J'ai bien aimé aussi un thème qui est esquissé dans le scénario : les jeunes amérindiens ont oublié les exactions des hommes blancs sur leurs ancètres. Elena évoque dans son journal que le vieux Willows n'a jamais été décrit autrement dans ses cours d'histoire que comme un remarquable entrepreneur à qui l'on doit la fondation de cette ville. Elena tombe des nues en découvrant que ce type a commis des massacres d'indiens. Il y a donc cette idée que les crimes du passé ont été progressivement effacés de l'Histoire par ceux qui les ont commis et par ceux qui ont préféré détourné leur regard ; et que les fantômes nous révèlent ce passé enfoui.
Cette dernière affirmation est hélas contestable puisque ce ne sont pas tant les fantômes rencontrés qui nous apprennent des choses, mais plutôt les documents ramassés, que visiblement tout le monde laisse traîner n'importe où... Bof bof. Je ne suis pas non plus convaincu par la fin du récit, qui amène un coup de théâtre désamorçant toute la portée historico-sociale du récit : le vieux Willows était lui-même victime d'un affreux démon. Ah bah tout va bien alors, il n'était pas vraiment méchant, on peut continuer à penser que les humains ne sont pas capables d'atrocités telles que des massacres d'autochtones...

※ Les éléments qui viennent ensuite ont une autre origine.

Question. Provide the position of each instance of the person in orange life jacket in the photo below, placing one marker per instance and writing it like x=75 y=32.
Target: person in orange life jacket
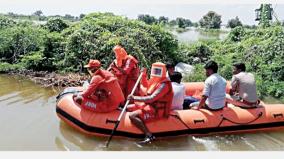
x=170 y=69
x=104 y=93
x=157 y=102
x=125 y=68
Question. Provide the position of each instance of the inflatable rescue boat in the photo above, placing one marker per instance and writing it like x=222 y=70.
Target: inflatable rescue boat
x=231 y=119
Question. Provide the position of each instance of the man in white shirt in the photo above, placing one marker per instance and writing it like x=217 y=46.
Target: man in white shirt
x=243 y=88
x=179 y=91
x=214 y=92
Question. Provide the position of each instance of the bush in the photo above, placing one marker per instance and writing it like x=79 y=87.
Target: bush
x=19 y=40
x=211 y=20
x=97 y=34
x=6 y=22
x=56 y=25
x=33 y=61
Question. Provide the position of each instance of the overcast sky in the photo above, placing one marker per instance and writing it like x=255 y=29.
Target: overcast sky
x=190 y=9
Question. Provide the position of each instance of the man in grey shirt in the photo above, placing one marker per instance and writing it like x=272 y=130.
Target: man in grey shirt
x=243 y=91
x=214 y=92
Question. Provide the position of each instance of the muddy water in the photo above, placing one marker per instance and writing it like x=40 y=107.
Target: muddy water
x=29 y=123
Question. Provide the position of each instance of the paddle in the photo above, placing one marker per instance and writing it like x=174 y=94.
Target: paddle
x=123 y=110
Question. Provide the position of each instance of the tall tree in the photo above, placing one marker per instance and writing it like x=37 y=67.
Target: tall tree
x=232 y=23
x=38 y=13
x=211 y=20
x=148 y=19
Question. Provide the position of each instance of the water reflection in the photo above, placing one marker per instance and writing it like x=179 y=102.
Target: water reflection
x=192 y=35
x=28 y=122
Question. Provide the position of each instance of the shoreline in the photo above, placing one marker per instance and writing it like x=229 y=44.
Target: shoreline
x=51 y=79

Je n'ai pas grand chose à dire sur le challenge interactif. Il s'agit de parler aux fantômes, d'explorer les pièces et les différents lieux du domaine, à la recherche des objets qui sont surlignés en jaune dans le texte des dialogues. On est très guidé à quelques exceptions près (l'une étant le jardin d'hiver, on doit deviner qu'il s'agit d'aller fouiller là-bas du fait que l'entrée était bloquée par des ronces et que l'on vient d'acquérir un couteau). Il y a quelques moments où j'ai vite fait tourné un peu en rond mais sans plus, jamais très longtemps. Le challenge interactif me semble assez oubliable. Trouve l'objet, va le donner à un fantôme. Ce n'est jamais très dur. Le VG n'oppose que peu de résistance, il nous laisse avancer sans nous demander une grande implication ou une grande concentration ou réflexion, et encore moins de la dextérité ou des réflexes.

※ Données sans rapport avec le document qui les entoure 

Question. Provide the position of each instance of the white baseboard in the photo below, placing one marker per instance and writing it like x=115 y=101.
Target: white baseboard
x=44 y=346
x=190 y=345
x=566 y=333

Whispering Willows présente bien avec ses graphismes et son animation façon dessin animé. Le scénario était prometteur avec cette thématique des massacres des amérindiens et de leur effacement dans les livres d'Histoire, et des fantômes permettant de se reconnecter à notre passé. Mais le récit ne transforme pas l'essai du tout et se renie carrément lors de sa conclusion. Le challenge interactif est sympathique mais oubliable. Je retiens l'exploitation judicieuse du haut-parleur de la manette qui nous fait frissonner quand on voyage en dehors de notre corps. La durée courte du vidéogiciel joue en sa faveur...
Verdict =dispensable| ok |vaut le coup !|énormissime
Note(s)
- ^ Présentation du Playstation Store.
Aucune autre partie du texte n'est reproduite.